気軽に行くことができるようになった海外。だが、ちょっとしことからとんでもない自体に発展することがある。中でも、塀の向こう側に落ちるというのは…。最も、最悪なケースの一つ。そんな、最悪な経験を、劣悪な状況の対の刑務所で経験した、著者の体験記。
全く日の当たらない、タイの陰の部分をリアルに描いた、ノンフィクションだ。
無知は罪だ

ヘロイン密輸で捕まったイギリス人女性の長い刑務所生活について書かれています。彼女の悲劇は外国(タイ)に何年も住んでいたのに、その国でその犯罪がどれほど重罪かということについて無知であったことと、犯罪に対しての意識の軽さであったとおもいます。

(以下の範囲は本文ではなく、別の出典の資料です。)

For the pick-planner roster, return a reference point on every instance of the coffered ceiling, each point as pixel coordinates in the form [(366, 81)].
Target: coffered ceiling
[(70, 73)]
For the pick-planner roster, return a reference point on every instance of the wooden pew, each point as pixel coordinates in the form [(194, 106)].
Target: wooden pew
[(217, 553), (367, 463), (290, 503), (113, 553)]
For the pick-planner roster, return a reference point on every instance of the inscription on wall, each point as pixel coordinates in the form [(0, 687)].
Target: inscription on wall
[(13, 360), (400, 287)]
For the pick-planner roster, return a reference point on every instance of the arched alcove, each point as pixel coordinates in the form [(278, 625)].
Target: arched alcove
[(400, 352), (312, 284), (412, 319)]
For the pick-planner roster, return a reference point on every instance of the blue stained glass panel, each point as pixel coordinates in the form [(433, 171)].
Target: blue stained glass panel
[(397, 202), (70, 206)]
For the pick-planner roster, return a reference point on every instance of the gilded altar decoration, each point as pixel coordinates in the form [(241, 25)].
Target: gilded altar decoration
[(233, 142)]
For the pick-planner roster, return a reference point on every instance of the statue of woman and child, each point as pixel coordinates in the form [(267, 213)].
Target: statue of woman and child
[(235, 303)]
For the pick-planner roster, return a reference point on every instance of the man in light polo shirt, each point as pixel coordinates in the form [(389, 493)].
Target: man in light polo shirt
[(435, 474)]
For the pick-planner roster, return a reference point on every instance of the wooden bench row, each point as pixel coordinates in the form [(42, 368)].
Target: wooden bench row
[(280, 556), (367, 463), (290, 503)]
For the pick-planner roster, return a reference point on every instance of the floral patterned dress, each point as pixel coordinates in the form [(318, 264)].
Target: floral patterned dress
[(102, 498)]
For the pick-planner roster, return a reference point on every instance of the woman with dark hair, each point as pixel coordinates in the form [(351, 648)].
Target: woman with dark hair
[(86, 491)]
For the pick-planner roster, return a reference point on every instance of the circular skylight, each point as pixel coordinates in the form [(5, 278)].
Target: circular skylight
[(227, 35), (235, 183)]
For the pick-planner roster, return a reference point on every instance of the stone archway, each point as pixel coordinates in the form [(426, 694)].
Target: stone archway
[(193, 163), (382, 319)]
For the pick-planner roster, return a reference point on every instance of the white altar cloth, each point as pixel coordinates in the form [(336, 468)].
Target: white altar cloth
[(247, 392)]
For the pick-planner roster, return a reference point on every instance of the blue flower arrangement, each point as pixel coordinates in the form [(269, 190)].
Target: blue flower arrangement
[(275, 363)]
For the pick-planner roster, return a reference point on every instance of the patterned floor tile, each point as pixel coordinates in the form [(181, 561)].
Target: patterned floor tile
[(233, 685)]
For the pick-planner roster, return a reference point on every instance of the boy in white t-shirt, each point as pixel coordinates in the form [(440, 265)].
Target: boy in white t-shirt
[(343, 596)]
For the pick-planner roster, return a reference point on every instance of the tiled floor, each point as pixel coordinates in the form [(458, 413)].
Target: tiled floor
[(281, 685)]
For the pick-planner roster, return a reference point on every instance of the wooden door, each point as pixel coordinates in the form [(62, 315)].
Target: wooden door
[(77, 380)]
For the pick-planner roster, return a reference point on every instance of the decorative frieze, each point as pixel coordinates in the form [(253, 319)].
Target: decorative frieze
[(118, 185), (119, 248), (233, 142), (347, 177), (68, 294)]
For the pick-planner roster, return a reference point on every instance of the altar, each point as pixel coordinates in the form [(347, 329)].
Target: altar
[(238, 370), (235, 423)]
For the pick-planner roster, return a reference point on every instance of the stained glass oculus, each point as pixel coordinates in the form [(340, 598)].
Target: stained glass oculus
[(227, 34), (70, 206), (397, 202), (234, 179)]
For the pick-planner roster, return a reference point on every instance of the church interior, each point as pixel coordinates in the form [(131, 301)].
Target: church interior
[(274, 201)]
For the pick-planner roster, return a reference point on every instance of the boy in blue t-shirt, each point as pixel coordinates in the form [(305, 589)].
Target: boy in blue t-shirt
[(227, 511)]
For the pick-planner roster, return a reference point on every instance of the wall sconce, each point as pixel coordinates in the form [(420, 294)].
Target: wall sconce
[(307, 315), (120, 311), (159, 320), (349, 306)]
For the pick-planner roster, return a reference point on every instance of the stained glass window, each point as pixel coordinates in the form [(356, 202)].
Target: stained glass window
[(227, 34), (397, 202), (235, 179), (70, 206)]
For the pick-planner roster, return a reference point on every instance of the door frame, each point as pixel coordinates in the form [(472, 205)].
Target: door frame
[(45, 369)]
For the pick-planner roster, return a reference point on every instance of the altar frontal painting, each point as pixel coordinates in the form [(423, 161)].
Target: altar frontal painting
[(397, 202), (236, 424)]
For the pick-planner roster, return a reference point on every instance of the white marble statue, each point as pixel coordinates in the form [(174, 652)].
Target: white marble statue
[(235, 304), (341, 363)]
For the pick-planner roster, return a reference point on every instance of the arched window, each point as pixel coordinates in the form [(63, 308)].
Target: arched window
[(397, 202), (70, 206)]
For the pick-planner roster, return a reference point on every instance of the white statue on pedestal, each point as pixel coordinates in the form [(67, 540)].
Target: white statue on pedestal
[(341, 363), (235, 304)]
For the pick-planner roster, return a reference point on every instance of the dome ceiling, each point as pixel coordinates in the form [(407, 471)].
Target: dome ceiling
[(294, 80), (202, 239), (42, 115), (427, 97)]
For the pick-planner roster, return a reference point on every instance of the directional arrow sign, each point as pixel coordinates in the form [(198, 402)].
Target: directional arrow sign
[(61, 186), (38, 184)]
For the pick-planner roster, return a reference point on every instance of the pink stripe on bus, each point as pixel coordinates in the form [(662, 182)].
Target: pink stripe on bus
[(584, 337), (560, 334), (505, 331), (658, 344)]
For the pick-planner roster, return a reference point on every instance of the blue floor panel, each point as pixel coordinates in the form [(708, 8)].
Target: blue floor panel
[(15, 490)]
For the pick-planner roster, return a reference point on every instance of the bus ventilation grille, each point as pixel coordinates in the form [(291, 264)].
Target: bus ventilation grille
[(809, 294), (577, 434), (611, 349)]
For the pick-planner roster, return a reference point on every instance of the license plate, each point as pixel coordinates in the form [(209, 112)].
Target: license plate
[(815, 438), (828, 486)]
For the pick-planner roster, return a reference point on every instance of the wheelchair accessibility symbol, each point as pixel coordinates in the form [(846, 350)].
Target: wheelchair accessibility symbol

「本書の中で私は両親に、自分があのような粗末な決意をしてしまった理由について、何らかの答えを出そうと試みた。本書は麻薬の運び屋に関する本ではない。愛と、人が言うべき時に言わないことについて書いた本である。」著者はこう語っています。人が言うべき時に言わないこととは・・?それがよくわかりませんでした。
なんだかんだで自業自得だし……

バカな金持ち旅行者が、ヘロインの運び屋をやって捕まって牢屋でタイの牢屋で苦労する話。まず一言、自業自得。いろいろ悲壮感を漂わせようとはしているけれど、結局それに尽きる。そりゃ外国の牢屋の中ではいろいろあるだろうけれど、意外なことは何一つない。そんなにでもって、恩赦をもらって25年のところを数年で出てきましたとさ。最初から最後まで、著者は自分のことしか考えないし、何か成長するわけでもないし、書き方も単なる時系列の記述にとどまって、めりはりに欠けるダラダラした退屈な本です。